After her successful stint abroad, Janaki returned to India and was appointed as the officer on special duty to the Botanical Survey of India (BSI) on a personal invitation from the then prime minister Jawaharlal Nehru in 1951. She was to reorganize the BSI and improve the botanical base of Indian agriculture in this role. Janaki continued to serve the Government of India in various capacities including heading the Central Botanical Laboratory at Allahabad and Officer on Special duty at the Regional Research Laboratory in Jammu and Kashmir. She briefly worked at BARC, Trombay and then joined as an Emeritus Scientist at the University of Madras. She continued working on different genera including Datura, Mentha, Solanum, Cymbopogon, Dioscorea and published the original findings of her research focusing on medicinal plants and ethnobotany. Though cytology was Janaki’s expertise, her career encompassed genetics, evolution, phytogeography and ethnobotany. She was an advocate of the environment and protested against the building of a hydro-power plant on the river Kunthipuzha, in Kerala that would have submerged the forests.

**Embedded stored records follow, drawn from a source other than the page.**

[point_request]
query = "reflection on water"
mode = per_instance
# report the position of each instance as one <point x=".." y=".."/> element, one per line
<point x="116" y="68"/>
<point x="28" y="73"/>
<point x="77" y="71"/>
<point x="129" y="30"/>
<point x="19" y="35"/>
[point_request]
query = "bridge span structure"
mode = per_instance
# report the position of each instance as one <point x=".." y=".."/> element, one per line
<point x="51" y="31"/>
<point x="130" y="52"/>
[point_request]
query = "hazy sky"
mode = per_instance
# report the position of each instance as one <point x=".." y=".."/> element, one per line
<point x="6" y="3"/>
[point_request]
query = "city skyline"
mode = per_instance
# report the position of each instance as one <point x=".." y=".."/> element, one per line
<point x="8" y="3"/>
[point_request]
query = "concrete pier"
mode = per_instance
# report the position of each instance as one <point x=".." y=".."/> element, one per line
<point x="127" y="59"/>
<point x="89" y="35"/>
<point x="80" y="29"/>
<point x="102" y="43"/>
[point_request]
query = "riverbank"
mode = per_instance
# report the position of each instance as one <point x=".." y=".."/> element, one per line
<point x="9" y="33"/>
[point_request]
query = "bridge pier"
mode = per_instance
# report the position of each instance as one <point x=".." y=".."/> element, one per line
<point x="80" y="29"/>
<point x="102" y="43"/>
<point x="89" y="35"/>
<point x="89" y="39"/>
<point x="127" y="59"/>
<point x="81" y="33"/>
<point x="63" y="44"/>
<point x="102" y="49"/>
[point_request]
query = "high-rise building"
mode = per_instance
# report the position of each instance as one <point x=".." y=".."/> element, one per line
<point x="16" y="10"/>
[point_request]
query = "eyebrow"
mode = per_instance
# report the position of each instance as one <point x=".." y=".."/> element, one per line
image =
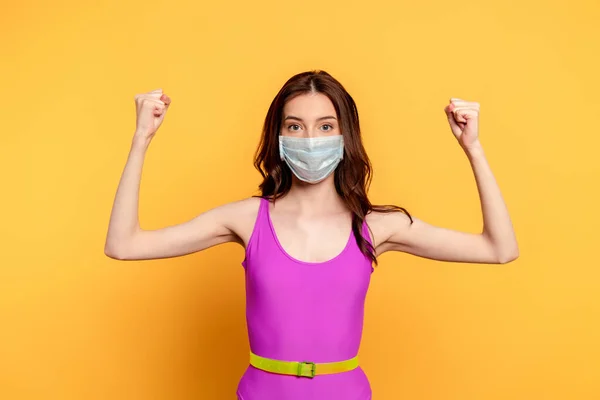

For her exemplary contribution to science in India, Dr Janaki Ammal was awarded the Padma Shri by the Government of India in 1977. There is a herbarium with over 25000 plant species in Jammutawi named after Janaki Ammal. The John Innes Centre in England chose to honor Janaki by launching a new scholarship for post-graduate students from developing countries in her name. Two Indian plant breeders developed a new rose variety named E.K. Janaki Ammal as a tribute to her. In spite of her great achievements and the honors bestowed upon her, the name Janaki Ammal seems lost in the pages of history books; her work nevertheless survives. Janaki Ammal remains an extraordinary woman ahead of her times who broke gender, caste, and social barriers and led the way for others to follow.